Parallel nodes shown as a grouped panel. Cyclic graphs show each iteration separately. Human interrupt chains stitched into one trace on resume.

---

## Replay

A 10-node pipeline fails at node 7. You fix the bug. Instead of re-running nodes 1–6 and burning API credits:

**From the web UI** — hover any step in a run, click `↺ replay from here`. Set your app factory once (`my_module:build_graph`) in the input at the top of the page — it persists automatically. After replay completes, ARGUS opens the diff view automatically.

**From the CLI:**

```bash
argus replay <run-id> node_7 --app my_module:build_graph
```

ARGUS restores the exact state at node 7 from disk and runs from there. `build_graph` is a zero-arg function returning your graph — compiled or uncompiled, both work.

Then diff it:

```bash
argus diff <replay-id>
```

---

## Web UI

```bash
argus ui
```

Opens a local dashboard at `http://localhost:7842` serving runs from `.argus/runs/` in your current directory.

**Run detail** — CLI-style terminal view with expandable input/output per node. Hover any step to replay from it.

**Compare** — side-by-side diff of any two runs. Automatically opened after replay with an eval metrics panel:

| metric | what it measures |
|--------|-----------------|
| failures | total non-passing steps |
| severity | weighted score — crashed (3), semantic fail (2), silent failure (1) |
| first fail | which step failed first |
| success rate | % of passing steps |

Winner is determined by: fewer failures → lower severity → later first failure.

**Cloud sync** — run `argus login` to sign in with Google and sync runs to the cloud dashboard.
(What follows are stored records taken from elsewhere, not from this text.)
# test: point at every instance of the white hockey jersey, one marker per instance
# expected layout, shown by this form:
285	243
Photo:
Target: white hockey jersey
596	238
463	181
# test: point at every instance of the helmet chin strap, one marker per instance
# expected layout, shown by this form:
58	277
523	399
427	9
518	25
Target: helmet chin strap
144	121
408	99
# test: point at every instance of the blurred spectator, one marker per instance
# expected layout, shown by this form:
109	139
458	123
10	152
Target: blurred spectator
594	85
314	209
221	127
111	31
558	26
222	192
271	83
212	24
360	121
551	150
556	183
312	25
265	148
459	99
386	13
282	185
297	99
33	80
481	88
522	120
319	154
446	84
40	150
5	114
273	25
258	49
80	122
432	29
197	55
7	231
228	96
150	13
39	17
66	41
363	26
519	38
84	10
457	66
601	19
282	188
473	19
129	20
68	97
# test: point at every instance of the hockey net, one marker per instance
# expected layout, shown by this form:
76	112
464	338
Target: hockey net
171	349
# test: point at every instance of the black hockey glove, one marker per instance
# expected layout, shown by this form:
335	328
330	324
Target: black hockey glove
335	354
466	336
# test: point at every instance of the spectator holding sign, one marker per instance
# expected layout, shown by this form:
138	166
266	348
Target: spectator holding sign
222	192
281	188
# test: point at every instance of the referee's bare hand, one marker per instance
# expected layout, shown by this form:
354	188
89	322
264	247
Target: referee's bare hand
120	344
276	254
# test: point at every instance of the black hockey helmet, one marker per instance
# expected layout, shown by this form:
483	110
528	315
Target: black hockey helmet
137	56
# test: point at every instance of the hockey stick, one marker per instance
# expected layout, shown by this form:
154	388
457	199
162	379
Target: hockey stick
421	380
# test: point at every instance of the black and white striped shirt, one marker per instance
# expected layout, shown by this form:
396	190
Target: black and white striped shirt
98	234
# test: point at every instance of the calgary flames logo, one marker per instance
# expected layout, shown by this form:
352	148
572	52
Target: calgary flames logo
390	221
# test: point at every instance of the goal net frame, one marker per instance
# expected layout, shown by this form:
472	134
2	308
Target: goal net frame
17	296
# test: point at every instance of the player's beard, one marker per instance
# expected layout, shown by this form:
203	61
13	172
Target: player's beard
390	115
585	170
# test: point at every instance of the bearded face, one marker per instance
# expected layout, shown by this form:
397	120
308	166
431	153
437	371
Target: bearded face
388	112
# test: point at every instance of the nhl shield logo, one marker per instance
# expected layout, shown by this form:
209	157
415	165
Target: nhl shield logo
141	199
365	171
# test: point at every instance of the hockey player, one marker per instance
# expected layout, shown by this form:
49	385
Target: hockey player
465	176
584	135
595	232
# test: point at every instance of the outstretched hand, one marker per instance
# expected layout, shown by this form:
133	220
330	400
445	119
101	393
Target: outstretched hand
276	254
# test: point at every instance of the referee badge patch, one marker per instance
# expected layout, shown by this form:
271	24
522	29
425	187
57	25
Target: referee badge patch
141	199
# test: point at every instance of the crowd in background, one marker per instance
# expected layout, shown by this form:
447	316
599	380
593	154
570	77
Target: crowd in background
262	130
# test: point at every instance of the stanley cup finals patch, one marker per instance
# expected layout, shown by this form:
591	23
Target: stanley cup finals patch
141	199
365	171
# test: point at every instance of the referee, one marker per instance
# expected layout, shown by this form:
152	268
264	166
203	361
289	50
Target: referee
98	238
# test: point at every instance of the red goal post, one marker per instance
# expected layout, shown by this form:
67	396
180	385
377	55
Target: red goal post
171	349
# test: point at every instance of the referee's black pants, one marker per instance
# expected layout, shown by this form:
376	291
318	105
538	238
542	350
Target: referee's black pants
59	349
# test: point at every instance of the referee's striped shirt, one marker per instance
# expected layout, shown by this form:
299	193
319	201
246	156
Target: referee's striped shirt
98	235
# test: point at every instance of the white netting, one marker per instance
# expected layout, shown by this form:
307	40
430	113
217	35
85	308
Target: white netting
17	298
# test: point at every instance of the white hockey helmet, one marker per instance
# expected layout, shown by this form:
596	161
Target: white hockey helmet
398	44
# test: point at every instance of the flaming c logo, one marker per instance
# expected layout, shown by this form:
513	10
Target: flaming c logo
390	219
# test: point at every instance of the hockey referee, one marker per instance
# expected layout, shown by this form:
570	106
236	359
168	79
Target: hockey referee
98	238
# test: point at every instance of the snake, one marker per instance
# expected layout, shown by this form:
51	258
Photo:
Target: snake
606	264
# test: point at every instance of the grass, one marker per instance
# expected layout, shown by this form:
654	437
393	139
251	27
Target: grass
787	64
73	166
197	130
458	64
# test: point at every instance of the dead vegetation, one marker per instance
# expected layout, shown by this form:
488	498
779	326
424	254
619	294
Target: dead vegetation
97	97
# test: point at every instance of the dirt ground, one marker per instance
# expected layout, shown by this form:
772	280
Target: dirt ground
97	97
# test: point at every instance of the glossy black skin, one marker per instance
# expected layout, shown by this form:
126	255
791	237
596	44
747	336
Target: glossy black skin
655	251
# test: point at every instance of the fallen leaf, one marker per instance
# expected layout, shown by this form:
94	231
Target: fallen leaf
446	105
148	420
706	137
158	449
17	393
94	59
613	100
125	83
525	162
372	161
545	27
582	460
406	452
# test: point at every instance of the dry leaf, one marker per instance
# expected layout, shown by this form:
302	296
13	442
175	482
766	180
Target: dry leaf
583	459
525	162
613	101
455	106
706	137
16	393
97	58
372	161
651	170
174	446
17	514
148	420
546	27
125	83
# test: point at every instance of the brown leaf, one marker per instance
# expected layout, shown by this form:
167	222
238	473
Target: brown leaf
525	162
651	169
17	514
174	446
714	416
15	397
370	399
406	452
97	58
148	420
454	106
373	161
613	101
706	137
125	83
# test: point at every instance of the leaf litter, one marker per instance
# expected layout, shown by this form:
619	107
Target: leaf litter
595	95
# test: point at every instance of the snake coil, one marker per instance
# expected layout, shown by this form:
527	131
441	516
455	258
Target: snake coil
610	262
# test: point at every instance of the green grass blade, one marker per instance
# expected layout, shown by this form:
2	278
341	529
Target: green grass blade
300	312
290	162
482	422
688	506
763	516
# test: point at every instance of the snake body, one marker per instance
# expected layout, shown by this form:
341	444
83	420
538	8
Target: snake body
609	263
The web UI works fully offline without logging in.

---

## Node statuses

| | |
|---|---|
| `✓` | pass |
| `~` | pass with warnings (empty optional fields) |
| `⚠` | silent failure (missing required fields) |
| `⊗` | semantic fail (validator returned False) |
| `⏸` | interrupted (human-in-the-loop pause) |
| `✗` | crashed |

---

## Not just LangGraph

```python
from argus import ArgusSession

session = ArgusSession(validators={"classify": lambda o: (o.get("label"), "no label")})
session.set_edges({"fetch": ["classify"], "classify": ["process"]})

fetch    = session.wrap("fetch",    fetch_fn)
classify = session.wrap("classify", classify_fn)
process  = session.wrap("process",  process_fn)

state = fetch(initial_state)
state = classify(state)
state = process(state)
session.finalize()
```

Works with Prefect, Temporal, or plain Python functions.

---

Requires Python 3.9+. LangGraph 0.2+ only needed for `ArgusWatcher`.